Zaten bir konu hakkında saçma sapan şekilde atıp tutmak için devlete vergi verilmediğinden herkes bunu rahatça yapabilir; bedava değil mi sen de yaparsın ben de yaparım. Piramitleri insanların yapamamış olması, bunu söyleyenlerin kendi ırkları hakkında yeterli bilgiye ve güvene sahip olmadığı anlamına da gelebilir. İnşaaları hakkında birçok veriye sahibiz, daha önceki bir mesajda da belirtildiği gibi; taşların nasıl çıkartıldığı, taşındığı ve dizildiğini az çok biliyoruz ve bunu da muazzam sayıdaki İNSAN kölenin öldüresiye çalıştırılmasıyla yapıldığını biliyoruz.
Nasıl mı?
Şöyle:
-Blokların çıkarıldığı taş ocaklarına ait yapılar mısırbilimciler (akademik platformda böyle isimlendirilirler) tarafından bulunmuştur.
-Taşıma ve nakil işlemleri hakkında ise, az sayıdaki yazıt ve hiyerogliften bilgi alabiliyoruz (hiyeroglifleri de ilk olarak çözen kişi bir matematikçidir, kısacası insandır)
-Piramitlerin etrafındaki arazide, inşada çalışan kölelere ait olan büyük yaşam alanlarına (evlerden, toplu yemek hanelere ve mezarlara kadar) ait kalıntılar vardır.
-Köle mezarlarında bulunan iskeletlere bakılığında, vücutlarında ciddi kırıklar olduğu görülmüştür. Bel ve boyun bölgesindeki sakatlanmalar ölümcül sonuçlar doğurmuştur...

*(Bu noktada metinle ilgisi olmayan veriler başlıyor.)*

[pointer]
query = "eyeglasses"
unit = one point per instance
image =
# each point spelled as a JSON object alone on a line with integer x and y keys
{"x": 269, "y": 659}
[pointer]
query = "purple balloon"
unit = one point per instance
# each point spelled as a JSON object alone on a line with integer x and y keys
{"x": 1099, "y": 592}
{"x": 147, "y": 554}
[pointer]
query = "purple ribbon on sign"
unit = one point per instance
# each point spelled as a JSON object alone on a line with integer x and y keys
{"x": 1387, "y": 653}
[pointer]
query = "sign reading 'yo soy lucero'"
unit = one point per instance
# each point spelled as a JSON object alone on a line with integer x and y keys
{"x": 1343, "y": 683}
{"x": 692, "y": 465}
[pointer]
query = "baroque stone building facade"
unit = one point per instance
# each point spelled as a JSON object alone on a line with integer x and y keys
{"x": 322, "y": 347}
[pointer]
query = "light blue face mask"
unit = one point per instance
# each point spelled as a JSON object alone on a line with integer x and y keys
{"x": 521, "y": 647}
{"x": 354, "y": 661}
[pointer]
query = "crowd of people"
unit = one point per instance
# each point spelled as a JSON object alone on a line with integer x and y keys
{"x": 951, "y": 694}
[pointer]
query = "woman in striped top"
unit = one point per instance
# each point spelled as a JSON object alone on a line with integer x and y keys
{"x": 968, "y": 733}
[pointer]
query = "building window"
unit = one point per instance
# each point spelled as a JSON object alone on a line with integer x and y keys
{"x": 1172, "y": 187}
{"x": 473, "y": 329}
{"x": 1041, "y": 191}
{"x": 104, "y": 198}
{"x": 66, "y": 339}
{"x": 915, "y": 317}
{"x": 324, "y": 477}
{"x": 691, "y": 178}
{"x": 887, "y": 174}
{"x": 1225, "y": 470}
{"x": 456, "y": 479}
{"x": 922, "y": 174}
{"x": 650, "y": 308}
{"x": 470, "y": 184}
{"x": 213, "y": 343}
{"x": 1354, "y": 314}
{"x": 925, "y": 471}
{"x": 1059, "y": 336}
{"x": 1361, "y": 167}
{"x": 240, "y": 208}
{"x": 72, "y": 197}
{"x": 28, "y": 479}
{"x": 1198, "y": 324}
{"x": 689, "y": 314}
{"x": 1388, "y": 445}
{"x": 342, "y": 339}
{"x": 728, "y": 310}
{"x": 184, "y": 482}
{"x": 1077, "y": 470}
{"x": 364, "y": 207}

Kısacası binlerce insan, kendini Tanrı zanneden bir adam için insafsız biçimde çalıştırılmıştır. Bu kadar delil karşısında, cinlere perilere bel bağlamak ve katışıksız biçimde inanmak bana hiç de mantıklı gelmiyor. Böyle iddialara inanmamak, bilimin ve gerçeğin ışığından ayrılmamak lazım, yoksa insan, hayat dediğimiz ormanda yolunu çok kolay kaybeder ve inanın ki ağaçların gölgesinde, yolunu kaybetmiş insanların aklını karıştırmak için bekleyen başka insanlar vardır.